Both time and space are active not static in these quotes. They have the quality of verbs not nouns. They are processes not things. The intention of the Event: The Attrium Project has a similar purpose to be an ongoing process, a means not an end. Event: The Attrium Project is a collaborative cross disciplinary research project between the School of Art RMIT and the School of Art & Design AUT, New Zealand. The participating artists and academics from RMIT are Martine Corompt, Greg Creek, Sally Mannall and David Thomas, and from AUT are Ron Left, Nova Paul, Monique Redmond and Jonty Valentine. Event: The Attrium Project explores the themes of time and the event through video, painting, installation, photography, site-specific works and artist book form.
The event can be conceived as an encounter preceding thought that gives rise to new knowledge and experience.
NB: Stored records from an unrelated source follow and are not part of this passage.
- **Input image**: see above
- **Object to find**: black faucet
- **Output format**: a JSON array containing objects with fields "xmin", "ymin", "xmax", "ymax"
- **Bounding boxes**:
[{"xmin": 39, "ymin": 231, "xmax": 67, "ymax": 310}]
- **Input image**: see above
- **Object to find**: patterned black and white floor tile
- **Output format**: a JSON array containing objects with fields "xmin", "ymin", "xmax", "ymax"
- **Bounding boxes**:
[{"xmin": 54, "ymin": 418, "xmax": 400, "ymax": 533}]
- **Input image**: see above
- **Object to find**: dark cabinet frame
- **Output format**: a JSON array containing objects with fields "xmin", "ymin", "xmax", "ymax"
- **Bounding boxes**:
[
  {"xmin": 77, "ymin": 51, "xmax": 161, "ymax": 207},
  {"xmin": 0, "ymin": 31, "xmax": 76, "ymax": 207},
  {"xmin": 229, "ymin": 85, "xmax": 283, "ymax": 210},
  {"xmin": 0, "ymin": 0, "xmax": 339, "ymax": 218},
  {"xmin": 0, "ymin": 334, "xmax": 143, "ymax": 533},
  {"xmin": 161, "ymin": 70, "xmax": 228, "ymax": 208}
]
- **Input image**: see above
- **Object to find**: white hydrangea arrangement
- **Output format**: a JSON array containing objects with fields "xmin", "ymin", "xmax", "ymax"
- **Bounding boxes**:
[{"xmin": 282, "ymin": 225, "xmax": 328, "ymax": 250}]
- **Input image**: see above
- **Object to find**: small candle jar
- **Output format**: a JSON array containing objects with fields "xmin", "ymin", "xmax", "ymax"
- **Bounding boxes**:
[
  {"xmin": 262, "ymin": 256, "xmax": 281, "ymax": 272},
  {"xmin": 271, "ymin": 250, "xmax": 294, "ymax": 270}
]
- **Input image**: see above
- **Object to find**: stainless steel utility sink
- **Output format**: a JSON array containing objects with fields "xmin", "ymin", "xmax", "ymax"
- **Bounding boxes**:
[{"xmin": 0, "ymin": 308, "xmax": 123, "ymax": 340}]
Things are different after an event. There is recognition through the experience that something has changed or our perception of something has changed. The event in this regard can be thought of as the moment of recognition, or the point of change in our understanding of something. Our experience of being alive is one where we are part of a continuum of experiencing, made up of many events and recognitions over time. Framed within an art context the event is encompassed in a work of art not only as representation but also an event of making and the act of reception. This gives rise to a multiplicity of times operating within the art works.
There is the time of the actual making, the cultural and physical times that inform the context of work and the duration involved in moments of recognition by the viewer. The complexity of times within the works becomes an extended series of events, a series of recognitions that pulse between the inside and the outside the actual and the virtual to use a Bergsonian metaphor. This pulsing generates a constant sense of the deferral of knowledge, into one of experience of becoming. Fixed readings dissolve to become a series of relational references.
All of the works in this exhibition have an embedded slippage that defers meaning into a broad ongoing range of possibilities. This procedure in some way reveals a common heritage to what constitutes a diverse body of works, a heritage located in the deconstructionist tendencies of late 20th century art practice where the deferral of meaning and the principle of the audience completing the work became key strategies of practice. This practice was the forerunner of much contemporary art that deals with relational practice, with complexity and multiplicity.
The Attrium Project, through its different forms, as book, seminar presentation or exhibition of artworks asks us to consider what constitutes time, event, experience and representation. It is a project where questions around what constitutes knowledge and research and the nature of formal and informal collaboration are proposed. The exhibition and attendant events act as an umbrella that enables researchers to propose and manifest ideas for discussion in a tangible form. This process has ramifications for the future not only for the creation of artworks but upon our thinking about teaching and research in university art schools. It is a multi-layered project that embraces a critical self-reflexivity at its core.
If the event is considered as the moment of disjunction or as a moment of rupture in our experience that precedes thought, then this exhibition and its attendant activities are the moments of consciousness of these disjunctures. It is in these moments and spaces where one becomes aware of the artworks' ability to generate meaning, enabling the experience of being to be consciously reflected upon, and of learning something new.
Transcribed and edited from a conversation between Sally Mannall and David Thomas about Event: The Attrium Project.